本书共分为四辑。《人生的质感》,借助电影观察人生;《熊不是泰迪熊》,借助电影窥探时事;《滋养灵魂的风景》,探查与电影直接有关的人与事;《私房话》,表达个人与电影的亲密接触。
自序 淡呀淡呀淡的光
「韩松落」
自从出书的事定了,我就在不停地向人解释《为了报仇看电影》是本什么样的书,并且一再声明:“不是影评,是电影随笔。”
一定要避开“影评”的归类,是因为身为普通人,最知道普通人对影评的畏惧。影评,多少带点正襟危坐的意思,何况,电影公司收买影评人的价目表在论坛和微博上广泛流传后,这种畏惧里又带上了点不屑。
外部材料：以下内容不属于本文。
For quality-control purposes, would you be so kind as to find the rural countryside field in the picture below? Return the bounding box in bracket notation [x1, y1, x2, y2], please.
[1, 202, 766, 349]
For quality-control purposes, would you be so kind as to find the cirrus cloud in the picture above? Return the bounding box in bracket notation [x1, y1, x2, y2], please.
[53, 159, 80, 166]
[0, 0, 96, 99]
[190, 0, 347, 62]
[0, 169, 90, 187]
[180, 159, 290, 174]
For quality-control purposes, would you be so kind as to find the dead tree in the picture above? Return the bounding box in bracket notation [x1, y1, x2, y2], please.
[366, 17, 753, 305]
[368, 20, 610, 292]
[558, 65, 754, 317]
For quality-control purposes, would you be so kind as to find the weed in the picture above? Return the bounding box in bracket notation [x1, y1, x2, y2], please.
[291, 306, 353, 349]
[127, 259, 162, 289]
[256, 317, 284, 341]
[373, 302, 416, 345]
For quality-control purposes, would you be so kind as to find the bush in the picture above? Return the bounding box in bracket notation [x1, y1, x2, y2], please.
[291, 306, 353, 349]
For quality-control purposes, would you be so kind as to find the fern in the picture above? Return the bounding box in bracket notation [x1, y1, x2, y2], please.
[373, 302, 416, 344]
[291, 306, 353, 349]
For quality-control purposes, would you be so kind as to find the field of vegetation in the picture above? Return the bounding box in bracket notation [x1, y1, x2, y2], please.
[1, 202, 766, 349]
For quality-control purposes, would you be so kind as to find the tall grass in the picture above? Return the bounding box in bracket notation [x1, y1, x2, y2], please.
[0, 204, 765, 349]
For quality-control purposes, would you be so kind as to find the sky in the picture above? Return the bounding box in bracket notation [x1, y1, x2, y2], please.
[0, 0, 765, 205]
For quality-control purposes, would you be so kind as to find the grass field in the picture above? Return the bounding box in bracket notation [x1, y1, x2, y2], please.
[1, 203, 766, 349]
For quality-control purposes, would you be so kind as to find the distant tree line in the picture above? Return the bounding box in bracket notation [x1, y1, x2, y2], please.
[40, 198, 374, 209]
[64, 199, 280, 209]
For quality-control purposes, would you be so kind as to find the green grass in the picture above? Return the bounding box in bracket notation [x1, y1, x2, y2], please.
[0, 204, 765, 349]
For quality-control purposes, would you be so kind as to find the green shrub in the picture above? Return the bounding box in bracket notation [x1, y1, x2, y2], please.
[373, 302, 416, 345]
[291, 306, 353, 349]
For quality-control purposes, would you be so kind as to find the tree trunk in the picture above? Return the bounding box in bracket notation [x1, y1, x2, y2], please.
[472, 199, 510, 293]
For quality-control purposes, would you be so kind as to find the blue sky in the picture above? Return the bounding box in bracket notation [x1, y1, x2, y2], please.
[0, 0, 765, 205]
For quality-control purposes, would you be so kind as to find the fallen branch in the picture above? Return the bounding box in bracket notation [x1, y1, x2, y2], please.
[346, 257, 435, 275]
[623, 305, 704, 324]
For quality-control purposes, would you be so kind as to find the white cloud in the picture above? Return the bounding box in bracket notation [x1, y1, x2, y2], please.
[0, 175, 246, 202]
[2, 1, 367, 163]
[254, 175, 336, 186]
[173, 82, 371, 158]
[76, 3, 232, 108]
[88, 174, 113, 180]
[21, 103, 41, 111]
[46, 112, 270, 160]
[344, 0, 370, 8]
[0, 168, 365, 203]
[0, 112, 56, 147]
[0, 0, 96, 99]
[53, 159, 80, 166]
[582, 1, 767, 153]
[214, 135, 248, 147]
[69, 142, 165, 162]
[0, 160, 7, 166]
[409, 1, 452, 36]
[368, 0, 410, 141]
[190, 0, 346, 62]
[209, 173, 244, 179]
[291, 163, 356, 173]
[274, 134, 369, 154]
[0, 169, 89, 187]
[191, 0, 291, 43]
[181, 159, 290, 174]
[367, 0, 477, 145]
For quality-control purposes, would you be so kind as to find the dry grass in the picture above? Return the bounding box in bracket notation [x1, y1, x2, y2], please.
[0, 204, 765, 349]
顺便说下,我恨这张来历不明的价目表,因为一天之内接到几个电话向我求证,如果我坦言没被人收买过,似乎说明了我并没被收买的价值,如果我含糊地说声“也有人跟我提过”,那么,到底是位列几等呢?总之都是为难。
当然,最主要的是,我想象中的影评,应当是李洋、崔卫平老师那样的。即便以举重若轻为风格,也得写成迈克的水准,才有资格自称“影评”。而我感兴趣的,只是看电影时候的愉悦以及电影里和我生活有关的部分,从房子的装修,到影中人的衣服,还有那些可以充当谈资的周边八卦,下笔的时候,自然也都着眼在这些方面。甘雨说我的书是“用感性的笔触,既评论电影,又不落俗套地只是关注电影本身,他更关注历史、文化风俗、人性等电影‘衍生物’,写出了电影这个能陪伴我们孤独和快乐的夜晚的艺术品所散发出来的魅力”,其实还是有点拔高。我的观看点,就是一个非影评人的观看点。当然,这样也好。电影,本就是一束淡呀淡呀淡的光,人生的乐趣,也都在于那些“不相干的人和事”。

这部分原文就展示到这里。